Tetra Tech v. Wisconsin Department of Revenue

Docket Watch 2017

By Charles J. Szafir

Across the country, conservatives and libertarians are making it a priority to roll back the administrative state.  Over time, agencies at both the federal and state level have accrued seemingly unchecked regulatory power that infringes on our liberties and greatly blurs the lines separating the executive branch from the legislative and judicial branches.

Last week, the Wisconsin Supreme Court struck a major blow against the administrative state in a case called Tetra Tech v. Wisconsin Department of Revenue.

For decades, Wisconsin courts have, by default, deferred to administrative agencies’ interpretations of state statutes.  This has resulted in courts essentially abdicating their responsibility to interpret the law, opting instead to automatically use the interpretations of agency bureaucrats.  While those bureaucrats may have expertise in their specialized fields, they are not experts at analyzing statutory language – that’s the job of a judge.

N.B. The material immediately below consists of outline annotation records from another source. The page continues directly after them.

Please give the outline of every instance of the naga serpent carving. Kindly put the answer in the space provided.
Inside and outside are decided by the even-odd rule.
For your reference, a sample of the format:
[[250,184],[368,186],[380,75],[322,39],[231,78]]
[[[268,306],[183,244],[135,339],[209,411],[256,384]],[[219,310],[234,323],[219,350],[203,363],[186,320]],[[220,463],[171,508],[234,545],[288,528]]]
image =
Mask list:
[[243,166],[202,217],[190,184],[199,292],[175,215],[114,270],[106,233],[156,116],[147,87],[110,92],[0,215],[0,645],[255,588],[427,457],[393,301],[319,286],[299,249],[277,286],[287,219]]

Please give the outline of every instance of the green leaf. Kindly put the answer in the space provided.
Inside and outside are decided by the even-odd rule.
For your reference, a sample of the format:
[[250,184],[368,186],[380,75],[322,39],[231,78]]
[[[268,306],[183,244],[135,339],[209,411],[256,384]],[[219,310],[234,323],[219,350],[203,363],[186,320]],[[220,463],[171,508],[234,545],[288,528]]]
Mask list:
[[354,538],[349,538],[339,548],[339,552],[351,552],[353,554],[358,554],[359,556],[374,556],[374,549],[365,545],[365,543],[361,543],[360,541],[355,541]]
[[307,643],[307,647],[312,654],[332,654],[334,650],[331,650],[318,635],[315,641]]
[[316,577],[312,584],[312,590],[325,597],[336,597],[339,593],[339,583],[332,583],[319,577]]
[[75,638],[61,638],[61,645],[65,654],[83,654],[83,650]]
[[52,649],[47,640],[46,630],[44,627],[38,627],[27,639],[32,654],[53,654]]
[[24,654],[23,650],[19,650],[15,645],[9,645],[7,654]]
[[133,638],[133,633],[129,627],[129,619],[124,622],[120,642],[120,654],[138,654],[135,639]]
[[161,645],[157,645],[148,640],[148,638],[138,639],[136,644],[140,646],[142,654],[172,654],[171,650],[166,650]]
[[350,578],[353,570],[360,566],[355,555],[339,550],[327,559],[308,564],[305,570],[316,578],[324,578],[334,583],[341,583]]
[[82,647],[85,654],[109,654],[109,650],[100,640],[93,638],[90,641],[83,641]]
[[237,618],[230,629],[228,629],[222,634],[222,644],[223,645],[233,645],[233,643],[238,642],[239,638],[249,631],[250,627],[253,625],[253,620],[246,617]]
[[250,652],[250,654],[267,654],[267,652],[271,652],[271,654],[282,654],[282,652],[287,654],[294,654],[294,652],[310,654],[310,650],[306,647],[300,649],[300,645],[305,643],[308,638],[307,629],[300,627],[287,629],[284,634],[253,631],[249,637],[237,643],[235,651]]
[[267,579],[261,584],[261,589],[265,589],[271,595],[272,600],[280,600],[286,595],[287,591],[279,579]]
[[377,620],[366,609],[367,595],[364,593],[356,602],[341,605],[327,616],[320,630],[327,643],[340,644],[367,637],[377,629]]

Yet judges were defaulting to their decisions even when the agency’s interpretation of a law was less reasonable than a competing one.  Even when the agency was enforcing its own interpretation against a private citizen.

This practice came to an end in Tetra Tech.  While the facts of the case are a bit dense – relating to the definition of the word “processing” in our sales tax statute – the conclusion is not.  In a strong, well-written decision, the newest Wisconsin Supreme Court Justice, Dan Kelly (former President of the Federalist Society Milwaukee Lawyers’ Chapter), declared that the final say on what a statute means resides exclusively with the courts –not the executive branch.

As we learn in middle school (and as enshrined in the Wisconsin Constitution, though with more specificity), the legislature makes the laws, the judiciary interprets the laws, and the executive enforces the laws.  This separation of powers, as Justice Kelly explained in his opinion, may not lead to “efficient” government.  But that’s not what the Founders envisioned.  As Federalist No. 47 tells us “[t]he accumulation of all powers legislative, executive and judiciary in the same hands, whether of one, a few or many, . . . may justly be pronounced the very definition of tyranny.”

Such accumulation is the inevitable result when state agencies, tentacles of the Executive branch, make regulations that are only subject to minimal review from the courts. It empowers agencies to go rogue, bend the law, and further stack the deck in favor of government and against the people.

Kudos to the Wisconsin Supreme Court for to end the practice and concluding that “only the judiciary may authoritatively interpret and apply the law in cases before our courts.  The executive may not intrude on this duty, and the judiciary may not cede it.  If our deference doctrine allows either, we must reject it.”

Fortunately Wisconsin’s courts are not alone in rolling back the administrative state.  Recently, Mississippi’s high court recently – and unanimously – ended agency deference, and federal courts are also beginning to grapple with the question.  Is Chevron deference to federal agencies next?  More than one U.S. Supreme Court Justice has called the doctrine into question.  The answer may depend on who replaces Justice Anthony Kennedy.